I’ve really taken to radio over the last several years, especially BBC Radio 4 and Radio 4 Extra. Why? Because you interact with radio, creatively. They provide the description while you provide the mental image. A really well-done radio production — even a reading, not a full production — is the soundtrack that pushes you to create your own Cinescope movie, all inside your head.
“My World and Welcome To It” is one of the few TV shows that actually delivers visually. It skips back and forth between mundanity and fantasy, and both are often obtruded on by Thurber-inspired animation. It’s also one of the few TV shows that does things that can’t be done on the radio: the visual interplay is just as important as the verbal. A radio program that tried to provide an equivalent word-picture would lose all pacing and become dragged down by its own prose, however well written. So much easier to simply see him talk with his (imagined version of his) wife, she appearing as a huge animated face off the back of their house!
This is a show that genuinely deserves a proper DVD release — far more so than most.
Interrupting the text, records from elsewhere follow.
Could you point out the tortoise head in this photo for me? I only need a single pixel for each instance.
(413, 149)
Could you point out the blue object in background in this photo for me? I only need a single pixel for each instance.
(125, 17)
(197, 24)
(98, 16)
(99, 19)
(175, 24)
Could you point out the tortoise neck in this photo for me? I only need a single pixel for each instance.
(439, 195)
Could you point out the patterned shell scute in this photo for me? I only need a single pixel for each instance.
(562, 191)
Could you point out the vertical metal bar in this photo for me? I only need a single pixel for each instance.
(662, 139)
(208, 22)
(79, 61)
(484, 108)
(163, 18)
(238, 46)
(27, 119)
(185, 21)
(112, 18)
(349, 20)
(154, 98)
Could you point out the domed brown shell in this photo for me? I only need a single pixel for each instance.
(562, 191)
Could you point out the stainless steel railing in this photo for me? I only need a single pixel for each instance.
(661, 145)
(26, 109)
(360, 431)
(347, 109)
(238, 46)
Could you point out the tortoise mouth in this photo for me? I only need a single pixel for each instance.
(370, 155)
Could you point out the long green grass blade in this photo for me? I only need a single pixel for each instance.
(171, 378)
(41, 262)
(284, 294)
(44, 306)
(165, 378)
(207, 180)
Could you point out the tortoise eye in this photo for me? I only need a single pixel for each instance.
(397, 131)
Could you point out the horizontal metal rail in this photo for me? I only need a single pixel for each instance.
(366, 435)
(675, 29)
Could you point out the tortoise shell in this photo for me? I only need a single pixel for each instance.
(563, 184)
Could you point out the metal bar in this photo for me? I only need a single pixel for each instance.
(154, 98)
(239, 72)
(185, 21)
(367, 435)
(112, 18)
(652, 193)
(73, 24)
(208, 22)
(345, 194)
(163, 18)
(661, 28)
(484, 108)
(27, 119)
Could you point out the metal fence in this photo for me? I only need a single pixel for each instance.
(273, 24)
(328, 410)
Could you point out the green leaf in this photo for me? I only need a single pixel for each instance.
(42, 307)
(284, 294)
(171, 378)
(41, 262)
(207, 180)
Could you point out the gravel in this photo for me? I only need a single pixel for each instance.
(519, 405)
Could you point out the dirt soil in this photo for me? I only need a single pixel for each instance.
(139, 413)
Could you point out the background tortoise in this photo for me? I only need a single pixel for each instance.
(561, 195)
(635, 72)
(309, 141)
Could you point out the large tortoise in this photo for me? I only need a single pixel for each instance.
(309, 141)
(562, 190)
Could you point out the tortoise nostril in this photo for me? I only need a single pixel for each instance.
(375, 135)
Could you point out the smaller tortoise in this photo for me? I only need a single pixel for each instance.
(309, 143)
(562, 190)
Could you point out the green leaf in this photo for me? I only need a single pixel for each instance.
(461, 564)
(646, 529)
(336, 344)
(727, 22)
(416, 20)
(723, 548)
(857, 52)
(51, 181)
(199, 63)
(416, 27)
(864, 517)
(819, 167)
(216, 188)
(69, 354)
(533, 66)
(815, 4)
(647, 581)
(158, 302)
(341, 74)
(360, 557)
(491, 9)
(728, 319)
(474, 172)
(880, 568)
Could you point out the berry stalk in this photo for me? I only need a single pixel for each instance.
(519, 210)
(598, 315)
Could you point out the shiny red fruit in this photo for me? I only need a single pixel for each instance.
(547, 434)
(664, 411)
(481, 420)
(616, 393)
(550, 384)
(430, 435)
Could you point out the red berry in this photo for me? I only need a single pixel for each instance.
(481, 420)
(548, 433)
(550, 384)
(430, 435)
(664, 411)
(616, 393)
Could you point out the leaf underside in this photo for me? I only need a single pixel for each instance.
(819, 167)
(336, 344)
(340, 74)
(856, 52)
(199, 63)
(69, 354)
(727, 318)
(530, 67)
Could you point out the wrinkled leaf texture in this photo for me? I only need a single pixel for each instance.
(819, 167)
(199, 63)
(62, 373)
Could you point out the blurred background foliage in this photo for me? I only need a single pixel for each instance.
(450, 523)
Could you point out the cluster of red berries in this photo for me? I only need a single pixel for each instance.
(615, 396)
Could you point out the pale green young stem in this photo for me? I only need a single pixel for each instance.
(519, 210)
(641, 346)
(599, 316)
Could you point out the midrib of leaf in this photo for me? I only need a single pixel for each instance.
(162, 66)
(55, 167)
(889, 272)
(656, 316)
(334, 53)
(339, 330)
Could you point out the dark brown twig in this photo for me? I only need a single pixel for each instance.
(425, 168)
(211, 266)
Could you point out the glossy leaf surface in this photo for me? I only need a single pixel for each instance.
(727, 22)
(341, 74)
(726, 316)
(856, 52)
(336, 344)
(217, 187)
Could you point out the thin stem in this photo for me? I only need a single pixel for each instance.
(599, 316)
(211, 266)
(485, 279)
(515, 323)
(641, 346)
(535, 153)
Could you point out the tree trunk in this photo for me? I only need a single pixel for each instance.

This show really is an argument in favor of TV and what it can do.
Been watching the new ‘Sherlock’ seried on PBS’ website — done by Stephen Moffat and Mark Gatiss, the Doctor Who showrunner and one of his writers.
Massive props to Suburban Banshee for the heads-up — I probably wouldn’t have given it a second look, except that former Arthur Dent (and future Bilbo Baggins) Martin Freeman is playing Watson.
They’ve brought Holmes into the 21st century, and kept his essential Holmesishness. This series is a win from the get-go.
And this from a guy who watches almost no TV anymore.